Не то печальная, не то ироническая улыбка пробежала по лицу ее собеседника:

– A властям в свою очередь надлежало возмутителей отпустить на все четыре стороны, дабы народ знал, что то, что он извека, вместе со своими правителями, разумел делом преступным, правители эти теперь считают безвредною шалостью, что они слишком гуманны и либеральны стали, – подчеркнул он, – чтобы осмелиться мыслить и поступать так же бесхитростно и здраво, как он, как этот народ?.. Ведь так это выходит по-вашему, Настасья Дми…

Он не успел договорить. Двери из его библиотеки шумно распахнулись настежь и из них вылетела молодая девушка со шлейфом амазонки, перекинутым на руку, и в маленькой круглой мужской шляпе, тут же слетевшей наземь с прелестной, будто выточенной головки, в порывистости движения, с которою она кинулась к Борису Васильевичу:

– Папа, голубчик, ты вернулся, как я счастлива! – лепетала она низким грудным голосом, охватывая шею отца обеими руками и звонко, на всю комнату, целуя его в обе щеки. – Мы только что во двор вскакали со Скоробогатовым, a Анфиса Дмитриевна мне из флигеля в окошко кричит: «генерал приехал!»… Я сейчас поняла почему – и прямо помчалась к твоему крыльцу… Et me voilà1! – расхохоталась она, раскидывая руки врозь. – Тебя напугала телеграмма maman, да?
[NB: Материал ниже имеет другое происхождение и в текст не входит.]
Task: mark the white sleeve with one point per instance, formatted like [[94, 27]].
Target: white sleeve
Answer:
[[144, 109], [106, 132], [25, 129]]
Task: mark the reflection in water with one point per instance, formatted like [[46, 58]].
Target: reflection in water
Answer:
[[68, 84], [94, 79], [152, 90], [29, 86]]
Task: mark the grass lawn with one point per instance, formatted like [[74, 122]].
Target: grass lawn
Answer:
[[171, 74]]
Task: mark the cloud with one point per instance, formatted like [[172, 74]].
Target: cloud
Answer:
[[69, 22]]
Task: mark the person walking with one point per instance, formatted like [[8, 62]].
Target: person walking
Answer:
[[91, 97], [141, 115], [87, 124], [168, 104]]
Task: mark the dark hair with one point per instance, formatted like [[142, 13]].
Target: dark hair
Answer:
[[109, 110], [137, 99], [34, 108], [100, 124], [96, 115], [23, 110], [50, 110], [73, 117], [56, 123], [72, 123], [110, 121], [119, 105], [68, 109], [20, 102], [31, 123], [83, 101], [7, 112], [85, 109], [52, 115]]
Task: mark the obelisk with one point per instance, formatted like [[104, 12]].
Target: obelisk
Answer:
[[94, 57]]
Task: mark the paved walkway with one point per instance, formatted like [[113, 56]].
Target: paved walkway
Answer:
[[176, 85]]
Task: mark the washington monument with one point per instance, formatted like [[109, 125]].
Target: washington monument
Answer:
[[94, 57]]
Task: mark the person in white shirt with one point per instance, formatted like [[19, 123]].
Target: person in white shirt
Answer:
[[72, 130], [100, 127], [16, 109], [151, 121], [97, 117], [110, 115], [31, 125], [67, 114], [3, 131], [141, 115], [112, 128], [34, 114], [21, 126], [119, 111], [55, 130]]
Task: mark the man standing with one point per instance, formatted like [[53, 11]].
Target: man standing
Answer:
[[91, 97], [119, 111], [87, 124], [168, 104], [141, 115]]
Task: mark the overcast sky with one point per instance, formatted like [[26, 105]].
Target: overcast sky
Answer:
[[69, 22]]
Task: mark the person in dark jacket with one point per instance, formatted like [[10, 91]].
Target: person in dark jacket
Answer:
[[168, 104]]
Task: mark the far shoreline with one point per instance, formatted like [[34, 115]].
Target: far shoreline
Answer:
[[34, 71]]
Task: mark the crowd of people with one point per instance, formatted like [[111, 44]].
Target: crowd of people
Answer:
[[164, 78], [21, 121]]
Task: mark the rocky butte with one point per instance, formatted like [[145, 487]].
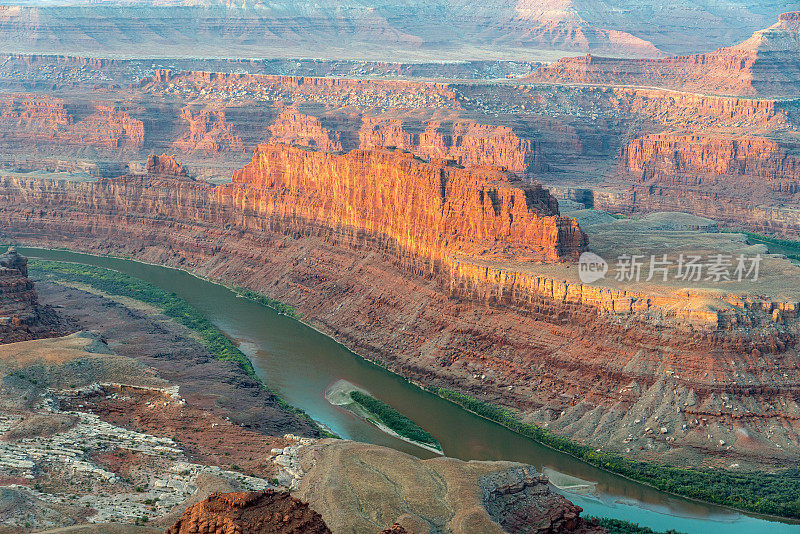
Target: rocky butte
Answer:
[[21, 315]]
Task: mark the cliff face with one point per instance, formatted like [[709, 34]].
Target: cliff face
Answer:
[[766, 64], [753, 163], [164, 165], [464, 141], [21, 316], [39, 119], [346, 239], [427, 208], [751, 181]]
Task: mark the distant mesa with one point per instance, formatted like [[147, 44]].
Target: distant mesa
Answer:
[[164, 165], [21, 316], [767, 64]]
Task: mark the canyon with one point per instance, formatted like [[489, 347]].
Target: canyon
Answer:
[[21, 316], [767, 64], [186, 441]]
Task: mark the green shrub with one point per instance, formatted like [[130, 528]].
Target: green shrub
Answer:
[[116, 283], [393, 419]]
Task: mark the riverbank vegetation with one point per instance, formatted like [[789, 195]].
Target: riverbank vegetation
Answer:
[[119, 284], [775, 493], [617, 526], [393, 419]]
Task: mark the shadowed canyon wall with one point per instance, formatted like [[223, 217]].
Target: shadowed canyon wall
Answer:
[[767, 64], [447, 309], [743, 181]]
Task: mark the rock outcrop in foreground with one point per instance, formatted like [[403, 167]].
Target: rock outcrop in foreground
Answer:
[[21, 316], [767, 64], [267, 512], [424, 267]]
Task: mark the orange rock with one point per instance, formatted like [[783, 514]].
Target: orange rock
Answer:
[[264, 512], [430, 209], [164, 165]]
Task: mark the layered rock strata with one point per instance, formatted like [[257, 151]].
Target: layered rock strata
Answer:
[[250, 513], [407, 262], [37, 119], [767, 64], [429, 209], [741, 181], [21, 316]]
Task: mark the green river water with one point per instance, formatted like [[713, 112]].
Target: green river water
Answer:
[[299, 364]]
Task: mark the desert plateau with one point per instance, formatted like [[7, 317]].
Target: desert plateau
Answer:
[[413, 267]]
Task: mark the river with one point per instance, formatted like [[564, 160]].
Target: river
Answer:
[[299, 364]]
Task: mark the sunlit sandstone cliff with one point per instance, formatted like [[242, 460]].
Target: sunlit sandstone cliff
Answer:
[[766, 64], [427, 208], [452, 308]]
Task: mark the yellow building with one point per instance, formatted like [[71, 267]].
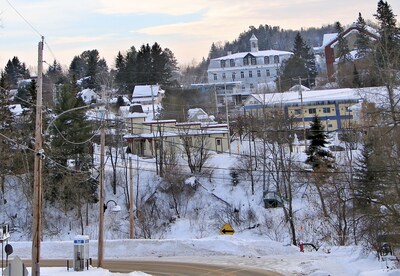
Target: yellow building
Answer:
[[333, 107]]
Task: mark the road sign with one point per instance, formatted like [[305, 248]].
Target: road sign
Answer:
[[227, 229]]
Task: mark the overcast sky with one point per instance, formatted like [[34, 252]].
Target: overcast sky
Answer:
[[187, 27]]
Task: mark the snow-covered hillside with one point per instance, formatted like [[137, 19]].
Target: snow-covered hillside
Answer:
[[189, 224]]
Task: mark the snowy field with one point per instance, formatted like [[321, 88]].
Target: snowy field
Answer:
[[238, 250]]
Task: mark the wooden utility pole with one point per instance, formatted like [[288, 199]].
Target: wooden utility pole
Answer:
[[37, 180], [227, 117], [102, 178], [302, 112], [131, 225]]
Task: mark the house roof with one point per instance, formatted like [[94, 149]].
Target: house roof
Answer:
[[255, 54], [141, 91], [308, 96], [377, 95]]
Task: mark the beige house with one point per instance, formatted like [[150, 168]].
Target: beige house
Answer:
[[144, 137], [333, 107]]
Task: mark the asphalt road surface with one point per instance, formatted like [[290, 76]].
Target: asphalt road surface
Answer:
[[158, 268]]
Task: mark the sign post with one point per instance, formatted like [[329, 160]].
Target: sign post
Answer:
[[227, 229]]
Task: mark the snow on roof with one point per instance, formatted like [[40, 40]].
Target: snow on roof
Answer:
[[141, 91], [297, 87], [136, 115], [16, 109], [308, 96], [256, 54], [142, 99], [377, 95], [328, 38], [115, 100]]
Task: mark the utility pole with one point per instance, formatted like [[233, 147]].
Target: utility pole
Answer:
[[227, 117], [302, 111], [131, 225], [100, 256], [37, 180]]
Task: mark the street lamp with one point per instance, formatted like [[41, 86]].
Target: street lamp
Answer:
[[115, 208]]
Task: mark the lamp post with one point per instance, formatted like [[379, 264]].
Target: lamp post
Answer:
[[37, 179], [101, 193]]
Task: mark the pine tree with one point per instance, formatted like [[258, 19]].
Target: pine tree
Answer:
[[387, 55], [362, 43], [70, 140], [300, 65], [15, 71], [343, 51], [317, 154]]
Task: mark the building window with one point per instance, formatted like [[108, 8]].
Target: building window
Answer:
[[326, 110]]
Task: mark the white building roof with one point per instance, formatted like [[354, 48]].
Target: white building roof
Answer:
[[141, 91], [256, 54]]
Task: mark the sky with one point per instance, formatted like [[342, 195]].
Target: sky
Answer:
[[188, 28]]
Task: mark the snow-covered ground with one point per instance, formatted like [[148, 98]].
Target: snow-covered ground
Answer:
[[261, 241], [239, 249]]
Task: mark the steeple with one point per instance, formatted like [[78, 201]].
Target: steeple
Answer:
[[253, 43]]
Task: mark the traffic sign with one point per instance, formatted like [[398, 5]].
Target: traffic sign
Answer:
[[227, 229]]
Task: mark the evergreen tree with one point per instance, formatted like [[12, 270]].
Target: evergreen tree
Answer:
[[144, 65], [15, 71], [369, 175], [71, 130], [387, 55], [90, 69], [343, 51], [317, 154], [77, 68], [362, 43], [300, 65], [55, 73], [389, 35], [70, 141]]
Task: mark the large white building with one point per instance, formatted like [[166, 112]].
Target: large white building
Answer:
[[246, 71]]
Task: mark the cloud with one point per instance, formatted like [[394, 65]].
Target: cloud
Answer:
[[82, 39], [172, 7]]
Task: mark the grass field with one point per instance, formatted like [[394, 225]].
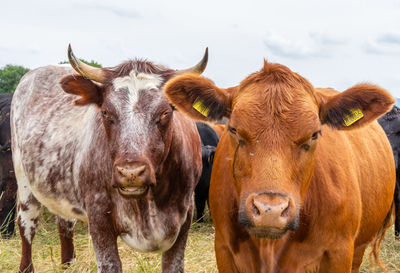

Она отправила ее без меня, я бы никогда не допустила…

– Ты не видишь, что у меня гости, Маша? – прервал он ее с улыбкой, словно солнечным лучом озарившею ему все лицо, поворачивая ее за плечо лицом к Настасье Дмитриевне, глядевшей в свою очередь со своего места на девушку глазами, полными невольного восхищения.

Она была в самом деле очаровательна. Высокая, широкоплечая и тонкая, белокурая, как был отец, с более ярким, чем у него, золотистым оттенком целого леса волос, двумя толстосплетенными косами, падавшими у нее до колен, с темными, как у матери, глазами и бровями, она была свежа как майская роза и здорова как горный воздух… Ей еще четырех месяцев не хватало до полных шестнадцати лет, но она была развита физически как восемнадцатилетняя особа и уже года полтора носила длинные платья по настоянию отца, находившего «смешным, ridicule», говорил он, «одевать ее ребенком, когда она успела на полголовы перерасти мать», и к некоторому неудовольствию Александры Павловны, верной старым традициям, которую покойная Марья Яковлевна Лукоянова одевала в коротенькие юбочки и панталончики до шестнадцатилетнего возраста невступно.

– Ах, Боже мой, mademoiselle Буйно… Настасья Дмитриевна, – вспомнила она, быстро подбегая к гостье с протянутою рукой, – как я вас давно не видала!..

– Давно! – конфузливо улыбаясь, ответила та, пожимая ее пальцы. – Я бы вас не узнала, вы так выросли… и волосы совсем будто другого оттенка стали: они у вас теперь цвета спелого колоса…

Троекуров утвердительно закивал:

– Blonde comme les blés2, – промолвил он, смеясь.